Testing on 6 would be trivial. One or two attributes is the same to me, I just won't test (@ipv4='n' and @ipv6='n')

> > . How do you want the actual mirrors3.xml to be served? Raw xml, i.e. redirect
> > to mirrors3.xml?passthru=1, or better imo, a slightly transformed version to
> > help applications parse the data

You didn't say. IMO mirrorselect shoud not access the raw xml with ?passthru=1 but rather receive a transformed one that remains consistent should we change the internal format.

> > More formats are *trivial* do do, e.g . plain text, csv, :-separated like
> > /etc/passwd...
> - XML is the default format, but doing other outputs as you say, isn't hard.
> TSV (CSV but using tabs, as commas do exist in the data), YAML and JSON are the
> easy ones that come to mind.

Easy enough whenever the need for a different format arises.

> > Please comment. I can take over for the next round and prepare the XSLs.
>  I've been working on one already. I'll try to ping you on IRC about it.

Not very pingable these days.

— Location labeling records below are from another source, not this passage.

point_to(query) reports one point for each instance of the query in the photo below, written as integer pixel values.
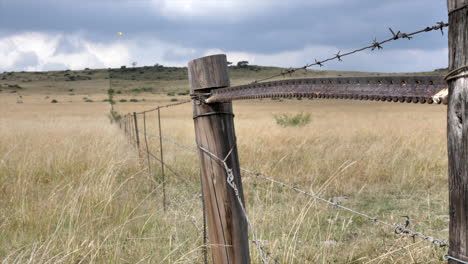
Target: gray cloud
(252, 27)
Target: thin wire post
(137, 136)
(162, 160)
(147, 148)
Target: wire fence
(129, 125)
(375, 45)
(397, 228)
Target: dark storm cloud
(280, 33)
(346, 24)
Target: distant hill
(148, 79)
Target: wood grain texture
(214, 130)
(208, 72)
(457, 132)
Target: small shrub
(287, 120)
(114, 116)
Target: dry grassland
(73, 190)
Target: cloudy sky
(38, 35)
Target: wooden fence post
(137, 136)
(457, 129)
(214, 131)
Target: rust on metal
(422, 89)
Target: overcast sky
(38, 35)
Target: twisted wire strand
(448, 257)
(375, 45)
(164, 106)
(230, 180)
(398, 229)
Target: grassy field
(74, 190)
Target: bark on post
(214, 131)
(457, 129)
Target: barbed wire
(448, 257)
(375, 45)
(398, 229)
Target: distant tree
(243, 64)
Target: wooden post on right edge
(214, 131)
(457, 130)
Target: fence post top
(208, 72)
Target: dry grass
(72, 189)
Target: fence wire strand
(375, 45)
(398, 229)
(231, 182)
(448, 257)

Please mail or attach what you have.
Comment 9 Xavier Neys (RETIRED) gentoo-dev 2008-01-17 22:24:27 UTC
http://www.gentoo.org/main/en/mirrors2.xml is the new mirror list, data comes from mirrors3.xml
Links can now point straight to regions or countries, e.g. http://www.gentoo.org/main/en/mirrors2.xml#Finland

If you can confirm mirrorselect uses mirrors.xml?passthru=1, I can redirect the current mirrors.xml to mirrors2.xml without disrupting it.

http://www.gentoo.org/main/en/mirrors3.xml serves the XML data, other formats can be tought of later on.

Important: do not forget to add the processing instruction to mirrors3.xml when you transform your upstream XML. If you need help with the upstream XSL, just ask.
Besides, make the new mirrorselect use mirrors3.xml, *not* mirrors3.xml?pasthru=1

Enjoy!
Comment 10 Robin Johnson archtester Gentoo Infrastructure gentoo-dev Security 2008-01-17 22:46:08 UTC
neysx++: that looks absolutely stunning.

One very small glitch I see, for mirrors that have ipv6=y, rendering in mirrors2.xml can you have:
ipv4=y ipv6=y => "IPv4 & IPv6"
ipv4=n ipv6=y => "IPv6 only"

As the current display doesn't tell you if it's an IPv6 only address.
Comment 11 Xavier Neys (RETIRED) gentoo-dev 2008-01-17 23:05:54 UTC
(In reply to comment #10)
> neysx++: that looks absolutely stunning.

Thanks.

> One very small glitch I see, for mirrors that have ipv6=y, rendering in
> mirrors2.xml can you have:
> ipv4=y ipv6=y => "IPv4 & IPv6"
> ipv4=n ipv6=y => "IPv6 only"
> 
> As the current display doesn't tell you if it's an IPv6 only address.

Sure, I only just noticed the "ipv6 only" in mirrors.xml
Comment 12 Robin Johnson archtester Gentoo Infrastructure gentoo-dev Security 2009-12-28 01:47:54 UTC
Ok, this bug looks like we resolved it a while ago.